Yesterday, after it looked like it was going to rain in the morning, the sun came out (funny description of an action that does not really take place), and the wind blew fairly hard most of the day. There was light frost on the ground in some places, and it was clear, from our morning walk, that cold air from Mount Lindo, 7800 feet high and four miles to the west, had drained down the creek, pooling up on the southern bank of the canal (really a ditch, one of those 1880s water rights things, I think); there was no frost on the other side of the canal.

In fact, on a summer night, you can walk along the canal road (I’m making this sound much more romantic than it really is), and suddenly feel the pool of cold air that collects against the bank of the canal.

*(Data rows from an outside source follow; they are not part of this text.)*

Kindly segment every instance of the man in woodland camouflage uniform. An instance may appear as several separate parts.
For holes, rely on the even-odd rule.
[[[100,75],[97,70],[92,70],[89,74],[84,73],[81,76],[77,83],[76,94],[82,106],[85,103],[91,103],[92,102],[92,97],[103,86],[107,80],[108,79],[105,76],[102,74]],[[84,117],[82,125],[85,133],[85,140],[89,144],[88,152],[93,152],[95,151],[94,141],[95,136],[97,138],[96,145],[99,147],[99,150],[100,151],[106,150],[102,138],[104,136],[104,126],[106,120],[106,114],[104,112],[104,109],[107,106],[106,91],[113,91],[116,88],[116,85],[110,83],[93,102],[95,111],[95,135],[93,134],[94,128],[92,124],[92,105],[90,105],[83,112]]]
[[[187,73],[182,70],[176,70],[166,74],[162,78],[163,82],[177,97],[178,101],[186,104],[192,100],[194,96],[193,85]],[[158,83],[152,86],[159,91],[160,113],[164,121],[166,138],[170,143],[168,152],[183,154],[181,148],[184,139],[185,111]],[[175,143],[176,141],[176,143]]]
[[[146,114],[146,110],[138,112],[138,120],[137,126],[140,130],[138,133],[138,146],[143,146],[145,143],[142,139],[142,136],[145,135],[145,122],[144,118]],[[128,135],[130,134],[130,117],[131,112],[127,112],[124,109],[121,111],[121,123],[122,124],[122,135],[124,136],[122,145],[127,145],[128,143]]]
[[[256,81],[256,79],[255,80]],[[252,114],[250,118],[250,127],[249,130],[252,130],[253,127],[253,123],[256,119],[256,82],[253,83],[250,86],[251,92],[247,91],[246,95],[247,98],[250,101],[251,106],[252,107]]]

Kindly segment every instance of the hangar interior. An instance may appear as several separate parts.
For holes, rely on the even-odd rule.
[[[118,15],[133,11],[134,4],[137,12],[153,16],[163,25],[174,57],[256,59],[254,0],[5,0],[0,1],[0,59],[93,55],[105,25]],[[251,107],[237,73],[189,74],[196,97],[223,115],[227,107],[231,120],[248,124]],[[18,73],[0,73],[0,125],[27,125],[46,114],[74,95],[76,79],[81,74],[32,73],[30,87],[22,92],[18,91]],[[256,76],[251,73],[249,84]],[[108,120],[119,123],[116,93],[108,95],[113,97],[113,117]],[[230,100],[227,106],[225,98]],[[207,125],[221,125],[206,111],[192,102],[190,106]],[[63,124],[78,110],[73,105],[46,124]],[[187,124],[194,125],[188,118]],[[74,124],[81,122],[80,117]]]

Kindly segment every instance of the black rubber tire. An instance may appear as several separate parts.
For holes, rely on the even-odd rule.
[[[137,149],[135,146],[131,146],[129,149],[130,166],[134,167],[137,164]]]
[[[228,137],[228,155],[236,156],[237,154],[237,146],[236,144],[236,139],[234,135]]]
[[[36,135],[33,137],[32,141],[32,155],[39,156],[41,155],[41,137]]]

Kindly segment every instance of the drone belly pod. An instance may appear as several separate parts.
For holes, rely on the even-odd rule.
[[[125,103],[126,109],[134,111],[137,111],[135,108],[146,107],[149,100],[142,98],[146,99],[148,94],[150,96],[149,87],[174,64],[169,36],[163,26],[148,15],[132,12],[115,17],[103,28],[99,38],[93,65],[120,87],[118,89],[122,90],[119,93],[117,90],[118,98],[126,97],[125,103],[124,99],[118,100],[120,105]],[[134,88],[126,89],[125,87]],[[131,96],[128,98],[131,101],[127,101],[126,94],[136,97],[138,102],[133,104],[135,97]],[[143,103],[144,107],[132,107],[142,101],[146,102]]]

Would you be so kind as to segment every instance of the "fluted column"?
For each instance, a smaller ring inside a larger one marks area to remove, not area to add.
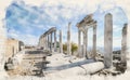
[[[56,52],[56,30],[54,31],[54,51]]]
[[[88,58],[88,55],[87,55],[87,46],[88,46],[88,29],[83,31],[83,57],[87,57]]]
[[[62,30],[60,30],[60,53],[63,53]]]
[[[68,31],[67,31],[67,54],[72,55],[72,44],[70,44],[70,23],[68,24]]]
[[[81,30],[78,30],[78,56],[81,57]]]
[[[49,44],[50,42],[49,42],[49,40],[50,40],[50,39],[49,39],[49,35],[48,35],[48,49],[50,48],[50,44]]]
[[[127,63],[127,24],[122,28],[122,40],[121,40],[121,63]]]
[[[96,56],[96,25],[93,26],[93,58]]]
[[[51,41],[50,41],[50,51],[52,52],[52,32],[51,32],[50,38],[51,38]]]
[[[110,13],[105,15],[104,27],[104,63],[109,68],[113,65],[113,16]]]

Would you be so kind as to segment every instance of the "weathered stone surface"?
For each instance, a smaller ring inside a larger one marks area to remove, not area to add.
[[[81,57],[81,31],[78,30],[78,56]]]
[[[54,37],[53,37],[54,36]],[[54,40],[53,40],[54,39]],[[53,44],[54,41],[54,44]],[[56,27],[50,28],[39,38],[39,46],[44,50],[56,51]]]
[[[56,52],[56,31],[54,31],[54,51]]]
[[[86,31],[83,31],[83,57],[88,57],[87,56],[87,46],[88,46],[88,29]]]
[[[112,67],[113,61],[113,16],[110,13],[105,15],[104,27],[104,63],[105,67]]]
[[[122,40],[121,40],[121,63],[127,63],[127,27],[125,24],[122,28]]]
[[[93,58],[96,55],[96,25],[93,26]]]
[[[70,23],[68,24],[68,31],[67,31],[67,54],[72,55],[72,45],[70,45]]]

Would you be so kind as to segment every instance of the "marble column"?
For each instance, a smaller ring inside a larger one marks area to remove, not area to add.
[[[88,58],[88,55],[87,55],[87,41],[88,41],[88,38],[87,38],[87,32],[88,32],[88,29],[83,31],[83,57],[87,57]]]
[[[51,32],[51,41],[50,41],[50,51],[52,52],[52,32]]]
[[[106,68],[113,66],[113,15],[105,15],[104,27],[104,64]]]
[[[122,40],[121,40],[121,63],[127,63],[127,24],[122,28]]]
[[[54,31],[54,51],[56,52],[56,30]]]
[[[68,23],[68,31],[67,31],[67,54],[72,55],[72,44],[70,44],[70,23]]]
[[[49,35],[47,35],[48,36],[48,49],[50,49],[50,38],[49,38]]]
[[[93,58],[96,56],[96,24],[93,26]]]
[[[48,36],[46,36],[46,50],[48,49]]]
[[[78,56],[81,57],[81,30],[78,29]]]
[[[60,30],[60,53],[63,53],[62,30]]]

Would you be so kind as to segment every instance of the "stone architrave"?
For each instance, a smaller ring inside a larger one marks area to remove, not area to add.
[[[106,68],[113,66],[113,15],[105,15],[104,27],[104,64]]]

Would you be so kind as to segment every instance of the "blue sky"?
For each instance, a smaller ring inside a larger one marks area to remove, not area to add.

The creek makes a slight turn and then goes under the canal through a culvert, so there is no way for the air to drain down past the canal.

Not a big deal one way or the other, gardening-wise, unless I completely forget where I am and try to grow tomatoes in the back garden. They never ripen.

Anyway. Plant sale. Being a highly evolved gardener, few other combinations of words have such a tendency to excite the acquisitive instinct. There are always totally cool plants at the RMC-NARGS sale, and years of training took me right to them.

What looks like a cross between Prunus andersonii and the purple-leafed sand cherry, from Agua Fria Nursery:

and, of course, a sequoia, from Laporte Avenue Nursery.

“Where are you going to put all these plants?”

Blank stare from me. What a question to ask a gardener. The plants are going in the garden, of course. Where else would they go?

The trick here is only to buy (in theory) plants that go up instead of out; that way, available space (again, in theory) is not much of an issue. Self-delusion is of course not even under consideration here.

Sequoias, after all, are completely hardy along the Front Range (take that, Zone People), and this one only cost ten dollars. (Okay, ten fifty.) Never mind that I’ll be eligible for Social Security next year. One day you are looking at this little tree in a one-gallon pot, and before you know it, you’re peering into the clouds trying to see the top of it, and wondering how it got that big, that fast.